Un examen o revisión de la columna vertebral en los niños es asunto prioritario. La columna vertebral es el árbol de la vida; por dentro corre la médula espinal, que transporta los mensajes de su inteligencia innata hacia los órganos vitales del niño. La interferencia nerviosa a este nivel, resulta en parte como en desconexión entre el cerebro del niño y su cuerpo. Tal desequilibrio conlleva un debilitamiento generalizado del cuerpo (incluido su cerebro), y con ello, el niño queda expuesto a toda clase de enfermedades.

La primera lesión vertebral del niño, muy bien puede darse durante el parto; y dependiendo de la edad del niño, la lesión a estas alturas puede estar volviéndose crónica.

A medida que crece y se desplaza por sí mismo, el niño ingresa en una era de hiperactividad.
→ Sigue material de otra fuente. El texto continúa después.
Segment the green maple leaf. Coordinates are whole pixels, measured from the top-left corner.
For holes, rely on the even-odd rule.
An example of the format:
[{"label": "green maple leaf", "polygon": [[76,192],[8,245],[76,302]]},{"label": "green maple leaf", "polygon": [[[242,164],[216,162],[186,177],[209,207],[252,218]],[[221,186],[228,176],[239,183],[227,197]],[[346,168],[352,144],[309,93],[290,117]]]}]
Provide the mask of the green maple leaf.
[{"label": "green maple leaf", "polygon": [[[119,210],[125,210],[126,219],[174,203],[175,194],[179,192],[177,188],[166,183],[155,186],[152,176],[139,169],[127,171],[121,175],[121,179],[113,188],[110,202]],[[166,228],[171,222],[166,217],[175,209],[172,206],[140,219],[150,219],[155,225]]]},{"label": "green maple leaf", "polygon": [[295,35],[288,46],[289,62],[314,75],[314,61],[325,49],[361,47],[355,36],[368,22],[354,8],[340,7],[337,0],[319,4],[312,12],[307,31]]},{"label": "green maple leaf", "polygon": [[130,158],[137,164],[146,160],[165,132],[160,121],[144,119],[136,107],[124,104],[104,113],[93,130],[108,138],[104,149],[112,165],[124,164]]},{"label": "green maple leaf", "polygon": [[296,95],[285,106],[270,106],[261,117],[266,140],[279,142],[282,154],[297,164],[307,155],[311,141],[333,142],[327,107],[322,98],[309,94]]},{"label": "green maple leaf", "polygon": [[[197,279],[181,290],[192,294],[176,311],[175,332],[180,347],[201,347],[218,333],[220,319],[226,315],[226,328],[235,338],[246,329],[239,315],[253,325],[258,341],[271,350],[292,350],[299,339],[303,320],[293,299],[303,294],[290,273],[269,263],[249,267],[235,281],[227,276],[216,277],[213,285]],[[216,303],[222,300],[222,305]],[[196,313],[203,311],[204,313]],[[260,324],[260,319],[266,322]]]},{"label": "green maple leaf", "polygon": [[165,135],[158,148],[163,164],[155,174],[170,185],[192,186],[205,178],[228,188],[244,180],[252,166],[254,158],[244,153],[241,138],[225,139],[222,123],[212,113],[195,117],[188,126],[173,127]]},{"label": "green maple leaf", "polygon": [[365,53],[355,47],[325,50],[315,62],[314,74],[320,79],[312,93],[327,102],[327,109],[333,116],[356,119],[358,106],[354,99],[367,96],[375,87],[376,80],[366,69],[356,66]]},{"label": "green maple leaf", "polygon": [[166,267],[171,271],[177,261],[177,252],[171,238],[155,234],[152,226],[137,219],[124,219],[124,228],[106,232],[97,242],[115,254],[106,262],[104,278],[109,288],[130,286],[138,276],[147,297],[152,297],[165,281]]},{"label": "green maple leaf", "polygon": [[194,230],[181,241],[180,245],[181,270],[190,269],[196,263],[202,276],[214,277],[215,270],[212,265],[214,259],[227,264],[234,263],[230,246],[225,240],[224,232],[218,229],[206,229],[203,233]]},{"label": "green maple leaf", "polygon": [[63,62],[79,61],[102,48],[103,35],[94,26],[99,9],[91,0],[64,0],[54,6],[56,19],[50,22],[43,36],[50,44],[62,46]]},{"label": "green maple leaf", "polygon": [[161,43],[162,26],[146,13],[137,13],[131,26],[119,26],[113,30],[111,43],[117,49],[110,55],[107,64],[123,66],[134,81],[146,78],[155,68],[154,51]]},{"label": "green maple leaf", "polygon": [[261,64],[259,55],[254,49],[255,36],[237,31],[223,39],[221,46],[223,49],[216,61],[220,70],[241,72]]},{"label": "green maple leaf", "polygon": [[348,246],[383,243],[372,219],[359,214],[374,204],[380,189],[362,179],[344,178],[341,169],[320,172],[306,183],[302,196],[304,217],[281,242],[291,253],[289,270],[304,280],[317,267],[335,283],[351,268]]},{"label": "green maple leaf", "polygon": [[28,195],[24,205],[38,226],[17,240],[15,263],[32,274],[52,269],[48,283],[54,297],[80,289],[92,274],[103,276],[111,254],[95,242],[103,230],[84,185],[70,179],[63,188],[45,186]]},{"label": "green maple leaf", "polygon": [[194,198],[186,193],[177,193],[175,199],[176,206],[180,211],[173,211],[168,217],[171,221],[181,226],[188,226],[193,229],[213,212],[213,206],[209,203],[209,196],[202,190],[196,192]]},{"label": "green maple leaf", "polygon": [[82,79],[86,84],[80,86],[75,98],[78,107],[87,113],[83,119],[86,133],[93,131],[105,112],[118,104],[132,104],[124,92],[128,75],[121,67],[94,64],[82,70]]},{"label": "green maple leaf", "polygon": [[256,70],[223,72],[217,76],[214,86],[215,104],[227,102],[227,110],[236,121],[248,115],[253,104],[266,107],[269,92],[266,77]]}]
Su cuerpo puede absorber, en un solo día, más presiones que el de un adulto en todo un año. Los niños someten de manera constante tanto a su columna como al resto de su estructura ósea: los niños tropiezan, saltan, se contorsionan y caen, resintiendo muchas veces la columna en crecimiento, generándose a veces daños que pueden resultar en subluxación vertebral.

Ten en cuenta que el desarrollo completo de la columna vertebral en el humano se completa entre los 20 y los 22 años, y especialmente cuando crece y se transforma, hacia el final de la fase de crecimiento rápido entre los 13 y los 16 años. Muchas dolencias en el adulto suelen originarse en la vida temprana manteniéndose ocultos y latentes por falta de dolor.

No obstante, la persona más adecuada para saber si tu niño/a tiene una subluxación vertebral o un problema de espalda, es el Quiropráctico.

Aconsejamos que hagáis una revisión periódica a los/as niños/as y adolescentes para tratar o prevenir posibles problemas, y sobre todo asegurar su potencial innato gracias a tener un sistema nervioso libre de interferencias.